Maartje Kouwenberg – Faculty of Law
In various ways, technological developments have made life easier. However, these developments also facilitate new manifestations of undesirable behaviour: cybercrime. The research of Maartje Kouwenberg focuses on the criminalization of cybercrime. She aims to answer two questions: When should cybercrime be criminalized? And what should the offences look like? The grant will be used for a research stay in the United States, a frontrunner in criminalizing cybercrime. During the stay, Maartje will focus on the foundation of the criminalization of cybercrime in the United States.
Sanne Tamboer – Faculty of Social Sciences
Sanne Tamboer researches how to stimulate youths (12-15 years old) to critically look at news. In our rapidly changing online world, youths find a lot of information, which is not always produced to inform them correctly and fully. Sanne researches how we can help youths to find what information they can trust and what not. She will use the Mohrmann Stipend to visit experts on youth and news in the US (Medill/Northwestern University).

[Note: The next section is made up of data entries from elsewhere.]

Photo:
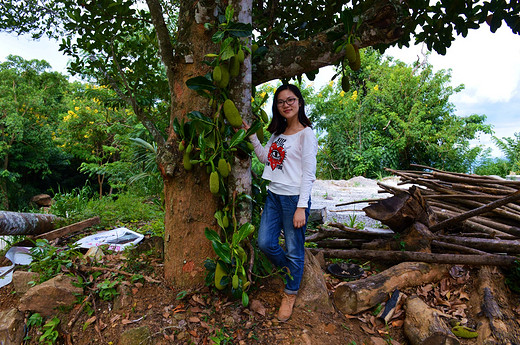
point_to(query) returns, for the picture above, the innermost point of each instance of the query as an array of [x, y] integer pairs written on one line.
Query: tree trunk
[[189, 204], [423, 324], [357, 296], [15, 223], [497, 325]]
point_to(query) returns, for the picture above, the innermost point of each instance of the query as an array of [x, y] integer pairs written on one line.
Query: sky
[[486, 63]]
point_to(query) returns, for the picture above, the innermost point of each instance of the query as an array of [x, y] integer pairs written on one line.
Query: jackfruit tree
[[122, 43]]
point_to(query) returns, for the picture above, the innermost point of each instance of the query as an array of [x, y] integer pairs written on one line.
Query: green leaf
[[223, 250], [245, 299], [217, 36], [229, 13], [237, 138], [240, 29], [211, 234], [242, 233]]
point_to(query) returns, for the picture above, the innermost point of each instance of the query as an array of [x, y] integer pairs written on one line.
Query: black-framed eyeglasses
[[289, 101]]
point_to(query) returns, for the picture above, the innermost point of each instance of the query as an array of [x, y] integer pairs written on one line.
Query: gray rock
[[313, 293], [136, 336], [47, 296], [11, 327], [21, 281]]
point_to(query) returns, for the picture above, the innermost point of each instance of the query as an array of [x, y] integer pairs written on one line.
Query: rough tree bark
[[189, 204]]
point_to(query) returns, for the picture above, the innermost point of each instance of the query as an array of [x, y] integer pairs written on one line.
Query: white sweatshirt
[[290, 163]]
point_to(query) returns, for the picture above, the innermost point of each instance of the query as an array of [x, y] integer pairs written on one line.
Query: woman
[[290, 166]]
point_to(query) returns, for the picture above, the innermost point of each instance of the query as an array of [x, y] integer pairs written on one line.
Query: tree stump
[[356, 296], [423, 325]]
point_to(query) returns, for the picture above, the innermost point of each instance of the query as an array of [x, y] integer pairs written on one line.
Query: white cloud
[[27, 48]]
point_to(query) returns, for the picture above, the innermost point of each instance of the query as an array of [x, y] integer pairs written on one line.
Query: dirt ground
[[205, 316]]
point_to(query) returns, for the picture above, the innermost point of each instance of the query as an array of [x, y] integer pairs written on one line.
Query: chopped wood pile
[[443, 217]]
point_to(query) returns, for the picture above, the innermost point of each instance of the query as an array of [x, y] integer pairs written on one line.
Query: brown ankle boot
[[286, 307]]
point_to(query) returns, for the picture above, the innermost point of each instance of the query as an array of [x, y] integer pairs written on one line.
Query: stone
[[21, 281], [47, 296], [11, 327], [42, 200], [95, 253], [123, 299], [313, 293], [136, 336]]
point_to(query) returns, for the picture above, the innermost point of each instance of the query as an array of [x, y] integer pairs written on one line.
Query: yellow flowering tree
[[95, 130]]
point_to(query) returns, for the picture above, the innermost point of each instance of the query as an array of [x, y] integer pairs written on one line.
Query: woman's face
[[288, 104]]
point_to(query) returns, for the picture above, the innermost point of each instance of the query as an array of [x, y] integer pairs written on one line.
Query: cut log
[[400, 256], [69, 229], [497, 325], [423, 324], [485, 244], [457, 248], [17, 223], [402, 210], [356, 296], [483, 209]]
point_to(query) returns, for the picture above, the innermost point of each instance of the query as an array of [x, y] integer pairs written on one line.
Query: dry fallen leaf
[[257, 307]]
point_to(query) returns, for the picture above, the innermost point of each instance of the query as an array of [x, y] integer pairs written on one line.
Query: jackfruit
[[345, 83], [222, 167], [232, 114], [263, 116], [260, 134], [219, 274], [186, 161], [217, 74], [240, 55], [224, 80], [356, 65], [234, 66], [350, 53], [213, 182], [235, 281], [225, 221]]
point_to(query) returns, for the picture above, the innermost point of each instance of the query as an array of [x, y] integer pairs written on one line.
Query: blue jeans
[[277, 216]]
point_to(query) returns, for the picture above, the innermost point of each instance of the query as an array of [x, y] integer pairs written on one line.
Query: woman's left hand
[[299, 218]]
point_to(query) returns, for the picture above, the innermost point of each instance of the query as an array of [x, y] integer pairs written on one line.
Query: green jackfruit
[[235, 281], [356, 65], [225, 221], [219, 274], [260, 134], [345, 83], [214, 182], [350, 53], [240, 55], [234, 66], [224, 80], [186, 161], [217, 74], [222, 167], [232, 114]]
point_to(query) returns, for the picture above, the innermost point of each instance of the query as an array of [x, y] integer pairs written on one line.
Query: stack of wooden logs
[[444, 217]]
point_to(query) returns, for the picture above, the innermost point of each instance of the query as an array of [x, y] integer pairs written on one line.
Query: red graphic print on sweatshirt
[[276, 155]]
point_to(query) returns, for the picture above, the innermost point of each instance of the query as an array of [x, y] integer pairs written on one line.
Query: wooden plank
[[69, 229]]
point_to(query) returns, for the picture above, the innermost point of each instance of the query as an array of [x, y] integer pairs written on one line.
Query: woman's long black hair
[[279, 123]]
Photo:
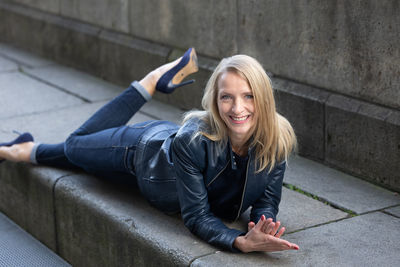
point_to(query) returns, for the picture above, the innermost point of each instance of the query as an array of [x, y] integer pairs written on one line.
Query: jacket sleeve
[[189, 162], [268, 203]]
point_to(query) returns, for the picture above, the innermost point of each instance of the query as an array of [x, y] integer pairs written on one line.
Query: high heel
[[172, 78], [22, 138]]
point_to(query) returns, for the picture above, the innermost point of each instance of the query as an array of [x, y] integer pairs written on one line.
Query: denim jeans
[[103, 145]]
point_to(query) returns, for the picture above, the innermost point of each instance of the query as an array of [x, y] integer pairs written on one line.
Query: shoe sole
[[190, 68]]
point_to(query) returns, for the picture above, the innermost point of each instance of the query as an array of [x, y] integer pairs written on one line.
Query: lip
[[239, 121]]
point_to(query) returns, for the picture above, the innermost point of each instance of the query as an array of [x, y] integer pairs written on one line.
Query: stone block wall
[[334, 64]]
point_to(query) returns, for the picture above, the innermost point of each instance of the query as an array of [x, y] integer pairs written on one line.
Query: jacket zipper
[[244, 188], [217, 175]]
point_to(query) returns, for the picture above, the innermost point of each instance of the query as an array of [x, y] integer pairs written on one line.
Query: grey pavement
[[348, 222]]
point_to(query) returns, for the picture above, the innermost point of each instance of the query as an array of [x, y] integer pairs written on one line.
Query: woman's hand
[[263, 236]]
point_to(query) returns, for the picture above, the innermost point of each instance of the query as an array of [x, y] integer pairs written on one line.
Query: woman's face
[[236, 106]]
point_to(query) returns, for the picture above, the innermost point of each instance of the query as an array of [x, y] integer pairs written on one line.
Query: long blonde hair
[[272, 135]]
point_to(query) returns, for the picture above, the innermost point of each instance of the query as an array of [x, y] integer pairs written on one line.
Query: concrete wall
[[352, 124], [349, 47]]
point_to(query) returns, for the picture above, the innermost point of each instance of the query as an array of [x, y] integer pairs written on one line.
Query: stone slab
[[349, 48], [7, 65], [208, 25], [52, 6], [395, 211], [363, 139], [63, 122], [297, 212], [304, 107], [367, 240], [21, 95], [338, 188], [104, 224], [106, 13], [76, 82], [26, 196], [23, 57], [18, 248]]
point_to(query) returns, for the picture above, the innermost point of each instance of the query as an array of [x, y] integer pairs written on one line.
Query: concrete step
[[94, 222]]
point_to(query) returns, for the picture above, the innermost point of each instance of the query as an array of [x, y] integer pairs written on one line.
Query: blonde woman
[[220, 162]]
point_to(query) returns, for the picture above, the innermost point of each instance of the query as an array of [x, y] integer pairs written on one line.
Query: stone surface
[[26, 196], [22, 57], [304, 107], [340, 189], [395, 211], [359, 136], [349, 48], [83, 85], [7, 65], [297, 212], [18, 248], [208, 25], [20, 90], [367, 240], [52, 6], [103, 224], [106, 13]]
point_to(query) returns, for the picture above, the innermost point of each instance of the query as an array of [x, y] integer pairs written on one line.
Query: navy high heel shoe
[[22, 138], [172, 78]]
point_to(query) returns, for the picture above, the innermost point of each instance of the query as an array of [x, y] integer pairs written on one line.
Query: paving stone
[[338, 188], [18, 248], [7, 65], [395, 211], [63, 122], [26, 196], [104, 224], [77, 82], [367, 240], [23, 57], [20, 95], [297, 211]]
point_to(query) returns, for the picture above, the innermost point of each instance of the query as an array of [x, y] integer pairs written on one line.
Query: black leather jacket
[[174, 172]]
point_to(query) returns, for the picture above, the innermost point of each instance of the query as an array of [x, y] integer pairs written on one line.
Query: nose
[[237, 107]]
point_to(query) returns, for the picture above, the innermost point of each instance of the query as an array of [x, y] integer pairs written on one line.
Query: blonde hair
[[272, 135]]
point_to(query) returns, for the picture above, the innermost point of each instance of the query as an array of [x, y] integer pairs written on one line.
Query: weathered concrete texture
[[52, 6], [208, 25], [42, 97], [22, 57], [7, 65], [296, 212], [360, 138], [18, 248], [304, 107], [347, 47], [81, 84], [106, 13], [395, 211], [367, 240], [26, 196], [338, 188], [102, 224]]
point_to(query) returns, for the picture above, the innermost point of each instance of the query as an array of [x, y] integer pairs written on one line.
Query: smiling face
[[236, 106]]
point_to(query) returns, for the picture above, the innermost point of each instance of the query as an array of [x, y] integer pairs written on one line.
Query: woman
[[219, 163]]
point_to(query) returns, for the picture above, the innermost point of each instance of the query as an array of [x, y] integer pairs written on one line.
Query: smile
[[239, 119]]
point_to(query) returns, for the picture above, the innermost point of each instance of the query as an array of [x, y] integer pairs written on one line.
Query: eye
[[225, 97]]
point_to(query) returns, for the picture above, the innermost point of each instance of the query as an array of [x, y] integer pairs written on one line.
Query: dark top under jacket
[[177, 172]]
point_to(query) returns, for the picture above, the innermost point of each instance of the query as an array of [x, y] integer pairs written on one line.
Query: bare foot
[[18, 152], [149, 82]]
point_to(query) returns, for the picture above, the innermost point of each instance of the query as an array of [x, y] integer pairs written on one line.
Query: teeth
[[239, 118]]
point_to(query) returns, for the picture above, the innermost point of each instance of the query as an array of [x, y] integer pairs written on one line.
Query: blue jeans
[[103, 145]]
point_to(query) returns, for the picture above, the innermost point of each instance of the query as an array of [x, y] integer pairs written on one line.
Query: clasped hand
[[264, 236]]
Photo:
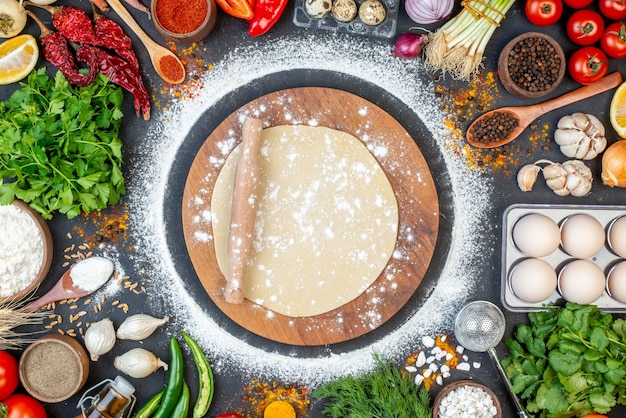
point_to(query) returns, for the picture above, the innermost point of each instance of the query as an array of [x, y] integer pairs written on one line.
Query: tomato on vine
[[613, 9], [587, 65], [543, 12], [585, 27], [613, 40], [578, 4]]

Pam ten Broeke – Faculty of Social Sciences
When people sit too much and too long, they often experience concentration issues, and they have a higher risk to develop heart disease, diabetes and obesity. Pam investigates where, when, and why people sit for long stretches of time. She hopes to find concrete starting points to help people stand up more often. With the stipend, Pam will visit European experts on sitting, and create knowledge clips for organizations on how to help their employees to stand up more often.